State of Sorrow (Untitled #1)(63)
Sorrow peered out into the crowd as they all turned, some murmuring, towards the speaker. At first Sorrow couldn’t see who it was; then the crowd began to move, parting, until there, in the centre of the hall, three people stood isolated. They were hooded, crude leather masks covering their faces, leaving only their mouths free. One stood to the fore, a huge mountain of a man, the other two only slightly smaller, flanking him like sentinals. Not that it looked as though he needed them.
“Lies,” the apparent leader of the trio said again.
The hair on the back of her neck rose, and Sorrow’s gaze flicked to Luvian, who was craning to see what was happening. When he met her eyes he looked almost frightened, which worried Sorrow more than the men did. Luvian wasn’t the type to scare easily.
The hooded men stepped forward, the crowd backing away from them as they did.
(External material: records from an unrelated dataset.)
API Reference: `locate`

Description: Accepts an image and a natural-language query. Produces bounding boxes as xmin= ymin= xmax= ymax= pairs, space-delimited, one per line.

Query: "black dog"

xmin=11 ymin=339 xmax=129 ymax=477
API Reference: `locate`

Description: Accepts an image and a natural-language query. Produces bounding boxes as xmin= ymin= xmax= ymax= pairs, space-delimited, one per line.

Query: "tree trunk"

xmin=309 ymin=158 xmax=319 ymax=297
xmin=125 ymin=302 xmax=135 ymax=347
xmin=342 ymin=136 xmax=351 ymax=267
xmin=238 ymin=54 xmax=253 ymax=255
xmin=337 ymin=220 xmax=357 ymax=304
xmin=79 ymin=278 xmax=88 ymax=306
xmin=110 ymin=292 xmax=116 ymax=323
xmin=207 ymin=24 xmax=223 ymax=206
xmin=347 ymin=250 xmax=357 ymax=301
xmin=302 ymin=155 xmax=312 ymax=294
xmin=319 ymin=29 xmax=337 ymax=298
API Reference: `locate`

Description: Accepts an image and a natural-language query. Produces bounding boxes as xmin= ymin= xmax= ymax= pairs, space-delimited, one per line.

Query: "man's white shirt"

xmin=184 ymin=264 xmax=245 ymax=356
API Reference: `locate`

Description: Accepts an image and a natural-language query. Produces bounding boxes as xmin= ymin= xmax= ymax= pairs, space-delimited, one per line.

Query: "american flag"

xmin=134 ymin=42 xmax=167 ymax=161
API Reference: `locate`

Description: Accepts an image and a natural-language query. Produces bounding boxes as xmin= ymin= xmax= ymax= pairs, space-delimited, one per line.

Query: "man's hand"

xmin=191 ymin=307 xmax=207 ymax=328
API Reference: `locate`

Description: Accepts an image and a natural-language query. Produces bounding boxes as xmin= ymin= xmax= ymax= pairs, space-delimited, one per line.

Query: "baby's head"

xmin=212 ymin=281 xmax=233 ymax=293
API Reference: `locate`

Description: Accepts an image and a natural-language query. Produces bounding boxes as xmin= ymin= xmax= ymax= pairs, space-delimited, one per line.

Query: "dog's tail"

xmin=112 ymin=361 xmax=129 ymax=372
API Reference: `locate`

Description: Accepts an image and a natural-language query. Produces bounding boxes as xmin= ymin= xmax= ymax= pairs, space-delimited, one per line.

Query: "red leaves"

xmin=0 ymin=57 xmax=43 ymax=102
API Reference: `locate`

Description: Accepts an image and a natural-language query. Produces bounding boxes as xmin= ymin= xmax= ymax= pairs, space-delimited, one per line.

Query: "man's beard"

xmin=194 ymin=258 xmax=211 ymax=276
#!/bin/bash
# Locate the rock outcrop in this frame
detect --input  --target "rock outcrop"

They stopped six feet from the front of the stage.
“Can we help you?” Mael moved to Sorrow’s side.
“Yeah. You can piss off back to Rhylla, and take your sister with you,” the man said.
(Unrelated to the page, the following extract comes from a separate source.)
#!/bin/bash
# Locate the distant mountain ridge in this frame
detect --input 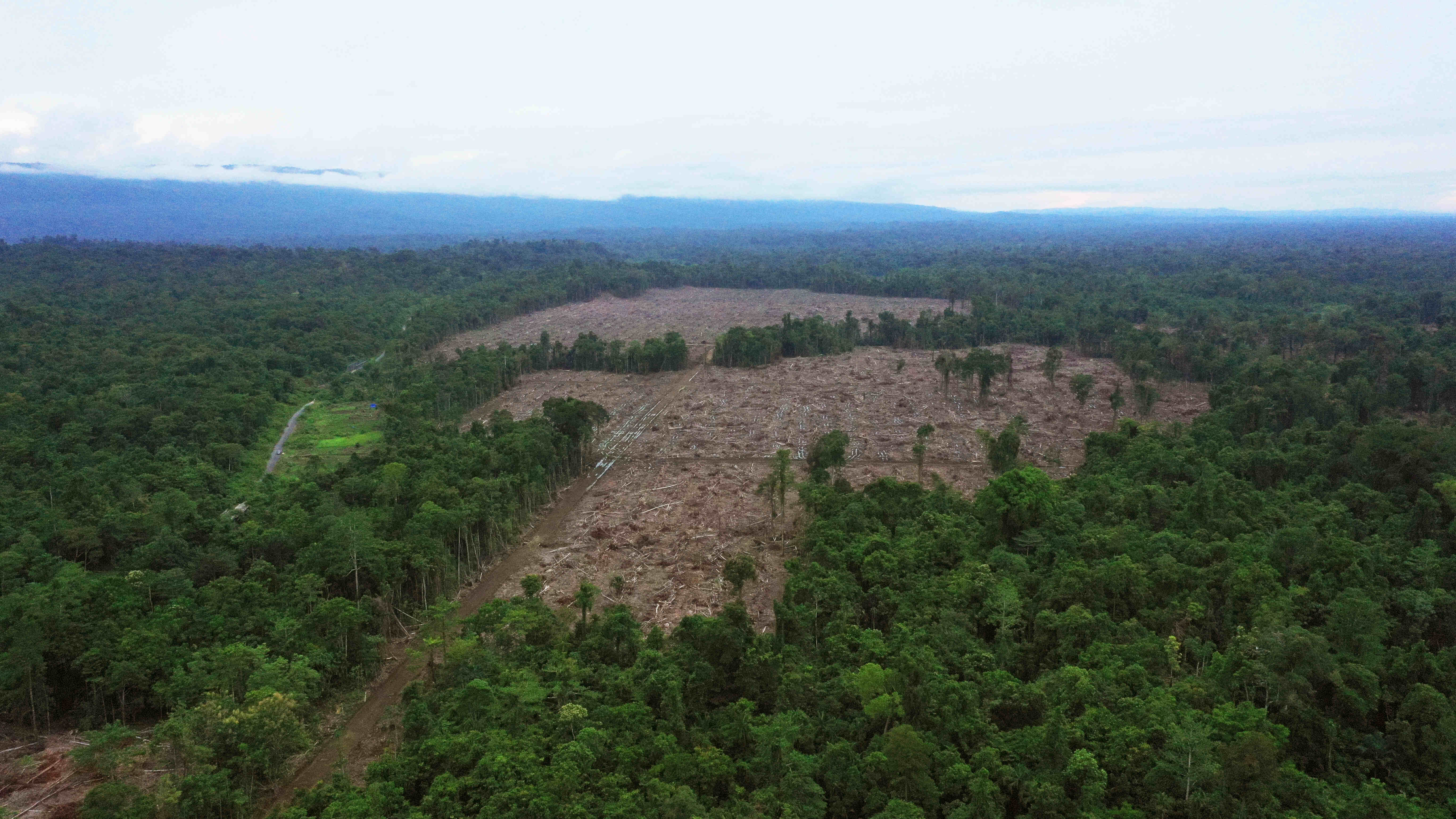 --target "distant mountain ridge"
[0,173,974,242]
[0,170,1456,246]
“Excuse me?” Sorrow’s mouth fell open with shock.
“You heard.” The man’s attention returned to her. “We’re done with the Ventaxis family. All of you.” His voice rang through the hall.
Luvian waved at her, eyes blazing a warning, but Sorrow shook her head and focused on the ringleader.
“Who’s ‘we’? Who are you?”
“The Sons of Rhannon,” the man replied, his chin rising with pride. “Your reckoning.”
So these were the vigilantes who’d targeted the Decorum Ward? Sorrow looked at Vine, and watched him whisper to the man beside him. Then that man turned to his neighbour, mouth to ear as he passed on Vine’s message. Though she hadn’t thought it possible, in that moment Sorrow was grateful for him, grateful for the Ward. But she didn’t understand why the Sons of Rhannon were shouting at her and Mael. They’d done nothing wrong.
Sorrow decided to try to reason with them. “I know you suffered under my father, but I’m not—”
“You know nothing,” he shouted. “You hid in your palace while our children starved. For eighteen years you’ve stayed locked away, coming out once a year to throw a doll that costs more than some of us earn in a year into the river. No new jobs. No chances to better ourselves. Nothing to hope for or live for. Your dogs beating our kids when they smile. Look at you –” he thrust an accusing finger up at her “– in your red, standing up there, deigning to meet us. Telling us things will be better. Well, maybe they will. But not while a Ventaxis is in power.”
“My father—”
“It’s not about your father,” the man bellowed over her again. “It’s your grandfather, and his father, and his father before him. All of you Ventaxises. Sending us off to fight a war we didn’t want. You make decisions and we suffer for them. And now you have the gall to stand here and tell us things will be different? How will they? Because the only change we see is there’s two of you this time. What a choice.”
There were more murmurs from the crowd, still standing watching the scene, but this time the shock was absent. Sorrow could see people nodding, and her stomach dropped.
They agreed with the Sons of Rhannon, she realized.
And she couldn’t think of a single argument against them. So far, she’d done nothing to prove them wrong.
But Mael still had things to say. “The law of the land states that only a Ventaxis can govern…”
“Laws the Ventaxis family made,” the man shouted. “Crooked, like all of your laws. You come in telling us you’re better than kings, and then you behave just like them. We’re tired of it. We’re tired of you. We want a new Rhannon.”
The atmosphere thickened as rumbles of support came from the crowd, who’d drifted back towards the hooded men, surrounding them, all of them watching her, just like at the bridge. Though this time, there was fire in their eyes. Burning low but steady as they waited to see what she’d do next.
Sensing this was her last chance to disarm the hooded men, unwind the coiled spring the room had become, she took a deep breath. “And you will have a new Rhannon,” she said, pushing her voice out into the far corners of the room, continuing the speech she’d so carefully worked on. “One with colours, and light, and music. One with art, and growth. One with—”
“One without you,” the man roared, and then, in a swift, synchronized movement, all three men reached beneath their cloaks and withdrew something, hauling their arms back, as the crowd recoiled from them.
Sorrow saw a flash of something clear and bright arching towards her, and then the stage before her burst into flame.
Both she and Mael staggered back, falling, as the hall erupted into screams of panic, the crowd suddenly realizing they might be hurt too.
Scrambling to her feet, she peered through the wall of fire to see that the three men had remained in the centre of the room, even as the rest of the people ran for the exits.
They watched her through the flickering flames, their eyes red beneath their hoods in the reflected firelight.
Then they moved. Towards the stage.
In shock, Sorrow searched for Meeren Vine. She spotted him by the wall, where he’d been all night. He was watching her. Sorrow was aghast. Surely he wasn’t waiting for a signal? Why wasn’t he—? She half raised her hand, and stopped.